Give an agenda an inch and it will keep on going.

And that’s another part of the agenda – encouraging boys to be effeminate and infantilising men to be weak and subservient. This, like homosexuality, is against the natural order – against God’s will – contrary to the success, strength and safety of society.

The whole picture becomes clearer all the time.

Anonymous said...

I think that you're absolutely right, L-I. This is the start of a long campaign to normalise assisted suicide and euthanasia so that they're seen as not only acceptable but the right thing to do.

We have an enormous problem in an increasing ageing population with a relatively small pool of taxpayers/wealth generators. Although the elderly with even modest assets are required to fund their own care, those modest assets are exhausted fairly quickly. Murder has already been committed by a beneficiary of an estate who saw her inheritance fast disappearing to pay for the nursing home. State/society-approved murder of the elderly is a gift to those who see the old as nothing other than a useless inconvenient cost.

Jay

Angry Exile said...

Nobody going to mention Logan's Run? Oh well...

I'm all for assisted suicide in that personally I don't intend to molder and floating away into the dark courtesy of drugs provided by someone who knows what they're doing is cleaner than redecorating the ceiling with a couple of pound or so of brain and an ounce of lead shot. The second option should be nice and quick but I feel sorry for whoever has to come and pick up the bits.

What I do oppose is the idea that the government should get to control it. It would be the flip side of the situation we have right now and just as unsatisfactory. At the moment governments insist on the proles staying alive even if they don't want to, and I don't see that as being significantly better than the sci-fi scenarios in which they tell the proles when they must die. In both cases the lives and bodies of individuals are ultimately not their own but the state's.

What I'd like to see is government simply standing aside - it doesn't provide death services and doesn't even guarantee that any will be available, but it no longer obstructs people from seeking out someone who can tell them what to drink and how much of it. The only other involvement it should have is to investigate and prosecute in cases where the suicide was at all unwilling.

Macheath said...

Moving from the state to private funding, I have a relative in a care home (in body, at least; his mind departed this planet long ago) on whose behalf I pay £1000 a week from the ever-diminishing inheritance he once intended to leave to his family.

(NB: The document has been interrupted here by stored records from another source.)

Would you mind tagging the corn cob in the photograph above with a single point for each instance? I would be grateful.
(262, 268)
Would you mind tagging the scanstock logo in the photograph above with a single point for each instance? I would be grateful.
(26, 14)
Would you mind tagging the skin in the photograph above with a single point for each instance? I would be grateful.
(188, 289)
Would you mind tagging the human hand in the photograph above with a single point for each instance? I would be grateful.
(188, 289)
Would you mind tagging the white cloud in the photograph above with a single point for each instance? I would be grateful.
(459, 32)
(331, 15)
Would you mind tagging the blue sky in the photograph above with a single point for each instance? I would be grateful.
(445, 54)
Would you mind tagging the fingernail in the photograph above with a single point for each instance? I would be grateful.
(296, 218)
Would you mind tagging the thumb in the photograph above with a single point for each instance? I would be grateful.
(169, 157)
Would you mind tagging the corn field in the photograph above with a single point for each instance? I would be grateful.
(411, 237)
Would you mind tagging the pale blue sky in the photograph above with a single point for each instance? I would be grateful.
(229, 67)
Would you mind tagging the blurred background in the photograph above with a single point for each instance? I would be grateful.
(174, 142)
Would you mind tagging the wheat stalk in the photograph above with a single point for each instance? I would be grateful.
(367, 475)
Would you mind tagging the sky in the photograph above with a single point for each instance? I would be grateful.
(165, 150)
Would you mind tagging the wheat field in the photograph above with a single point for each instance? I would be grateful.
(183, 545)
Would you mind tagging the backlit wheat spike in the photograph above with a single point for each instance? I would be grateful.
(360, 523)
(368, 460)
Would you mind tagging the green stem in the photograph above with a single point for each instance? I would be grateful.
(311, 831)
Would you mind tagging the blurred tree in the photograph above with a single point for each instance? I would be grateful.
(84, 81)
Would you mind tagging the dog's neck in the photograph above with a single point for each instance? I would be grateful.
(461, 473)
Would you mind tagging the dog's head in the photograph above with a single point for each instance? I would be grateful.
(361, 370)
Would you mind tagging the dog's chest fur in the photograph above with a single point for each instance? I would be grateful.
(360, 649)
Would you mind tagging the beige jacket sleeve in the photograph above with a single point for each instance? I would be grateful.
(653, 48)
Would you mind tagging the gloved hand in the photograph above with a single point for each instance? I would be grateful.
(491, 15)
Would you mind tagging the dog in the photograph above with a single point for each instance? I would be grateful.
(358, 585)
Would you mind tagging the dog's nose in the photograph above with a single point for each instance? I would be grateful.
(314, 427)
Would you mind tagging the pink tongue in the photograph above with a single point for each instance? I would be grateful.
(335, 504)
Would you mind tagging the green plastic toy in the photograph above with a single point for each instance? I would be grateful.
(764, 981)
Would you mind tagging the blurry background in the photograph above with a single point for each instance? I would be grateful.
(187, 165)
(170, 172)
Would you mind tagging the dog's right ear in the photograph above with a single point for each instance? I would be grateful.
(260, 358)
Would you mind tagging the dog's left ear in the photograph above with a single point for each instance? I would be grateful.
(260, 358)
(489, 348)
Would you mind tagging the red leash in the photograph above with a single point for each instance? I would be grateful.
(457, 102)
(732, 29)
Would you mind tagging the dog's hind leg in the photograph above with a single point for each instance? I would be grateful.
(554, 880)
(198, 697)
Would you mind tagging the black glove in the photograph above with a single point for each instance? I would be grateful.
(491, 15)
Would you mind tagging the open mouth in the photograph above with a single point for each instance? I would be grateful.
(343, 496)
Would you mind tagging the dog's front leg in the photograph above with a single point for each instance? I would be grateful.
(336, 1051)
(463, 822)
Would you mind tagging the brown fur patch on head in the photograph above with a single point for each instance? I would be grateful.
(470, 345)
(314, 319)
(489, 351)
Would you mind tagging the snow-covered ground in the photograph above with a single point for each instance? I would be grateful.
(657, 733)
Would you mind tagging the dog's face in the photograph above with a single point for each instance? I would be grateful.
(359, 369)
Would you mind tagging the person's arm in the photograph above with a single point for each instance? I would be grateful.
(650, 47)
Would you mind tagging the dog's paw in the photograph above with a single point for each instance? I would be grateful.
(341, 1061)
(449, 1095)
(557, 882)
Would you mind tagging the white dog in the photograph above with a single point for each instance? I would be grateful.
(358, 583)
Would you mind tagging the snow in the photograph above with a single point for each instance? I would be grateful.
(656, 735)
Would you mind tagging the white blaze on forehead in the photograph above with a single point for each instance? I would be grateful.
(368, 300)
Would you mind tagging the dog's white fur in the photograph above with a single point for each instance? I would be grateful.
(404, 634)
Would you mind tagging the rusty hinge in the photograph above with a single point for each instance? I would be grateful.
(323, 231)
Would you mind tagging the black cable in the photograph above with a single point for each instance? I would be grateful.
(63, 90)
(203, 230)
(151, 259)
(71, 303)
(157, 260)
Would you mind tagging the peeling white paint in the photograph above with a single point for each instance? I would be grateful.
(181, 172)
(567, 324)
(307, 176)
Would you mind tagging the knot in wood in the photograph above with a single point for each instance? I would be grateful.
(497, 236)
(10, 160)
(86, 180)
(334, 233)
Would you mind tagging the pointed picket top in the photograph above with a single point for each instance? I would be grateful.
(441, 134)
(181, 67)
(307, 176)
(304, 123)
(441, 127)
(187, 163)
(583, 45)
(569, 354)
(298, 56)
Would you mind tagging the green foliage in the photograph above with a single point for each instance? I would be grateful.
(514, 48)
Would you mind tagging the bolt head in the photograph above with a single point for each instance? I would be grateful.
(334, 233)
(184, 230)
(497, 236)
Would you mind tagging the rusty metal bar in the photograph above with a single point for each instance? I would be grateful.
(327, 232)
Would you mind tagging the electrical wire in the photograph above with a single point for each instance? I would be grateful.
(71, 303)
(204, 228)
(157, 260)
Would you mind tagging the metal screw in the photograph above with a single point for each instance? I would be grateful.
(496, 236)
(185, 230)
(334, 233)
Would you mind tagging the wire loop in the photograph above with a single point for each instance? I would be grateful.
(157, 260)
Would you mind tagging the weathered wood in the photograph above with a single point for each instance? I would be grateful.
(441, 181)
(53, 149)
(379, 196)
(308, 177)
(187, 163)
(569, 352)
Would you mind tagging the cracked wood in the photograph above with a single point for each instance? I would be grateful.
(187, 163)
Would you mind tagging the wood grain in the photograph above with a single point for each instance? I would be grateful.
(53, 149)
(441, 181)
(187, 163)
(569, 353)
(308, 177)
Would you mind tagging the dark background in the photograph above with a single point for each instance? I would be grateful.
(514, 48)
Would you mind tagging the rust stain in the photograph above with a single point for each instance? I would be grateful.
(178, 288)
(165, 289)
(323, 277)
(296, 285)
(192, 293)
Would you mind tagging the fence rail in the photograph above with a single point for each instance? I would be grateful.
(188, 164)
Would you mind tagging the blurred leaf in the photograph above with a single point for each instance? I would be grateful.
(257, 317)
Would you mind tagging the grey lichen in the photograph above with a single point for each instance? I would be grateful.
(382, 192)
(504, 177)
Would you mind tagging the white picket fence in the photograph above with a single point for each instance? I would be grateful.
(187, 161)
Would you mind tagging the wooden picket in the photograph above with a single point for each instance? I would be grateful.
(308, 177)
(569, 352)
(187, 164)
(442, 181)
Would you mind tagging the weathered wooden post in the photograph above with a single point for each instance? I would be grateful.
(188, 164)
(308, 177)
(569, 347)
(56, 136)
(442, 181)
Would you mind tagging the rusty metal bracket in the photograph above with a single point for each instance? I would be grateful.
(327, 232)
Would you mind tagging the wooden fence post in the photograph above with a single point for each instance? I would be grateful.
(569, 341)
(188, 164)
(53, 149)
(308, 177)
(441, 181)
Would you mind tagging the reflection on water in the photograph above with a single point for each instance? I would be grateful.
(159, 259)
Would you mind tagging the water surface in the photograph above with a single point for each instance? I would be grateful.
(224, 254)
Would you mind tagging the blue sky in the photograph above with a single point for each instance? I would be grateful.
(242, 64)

The proceeds from the sale of his house are almost exhausted - meanwhile, the next generation are racking up huge student debts.

Being a principled sort, it never occurred to me to hasten his demise and save the cash, whether by direct action or simply choosing a less salubrious home for him.

However, as Anon has pointed out, others may not be so selfless, particularly when thus informed and educated...

Snakey said...

Captain Picard (otherwise known as Sir Patrick Stewart) also approves.

Shinar's Basket Case said...

"Now the publican's anxious for the quota to come
There's a faraway look on the face of the bum
The maid's gone all cranky and the cook's acting queer
What a terrible place is a pub with no beer"

...it should probably worry me that I still know all words to that song..

Mr Ecks said...

If they have us oldies "Marked for Death" Leg-Iron then the firm of Messrs Bird and Moat point the way. With however,in future,a properly applied selection of truly deserving clients, each aging person can end their days in dignity with the assurance that they have done much to make life better for those left behind.
And of course, if there is an afterlife, one will need servants.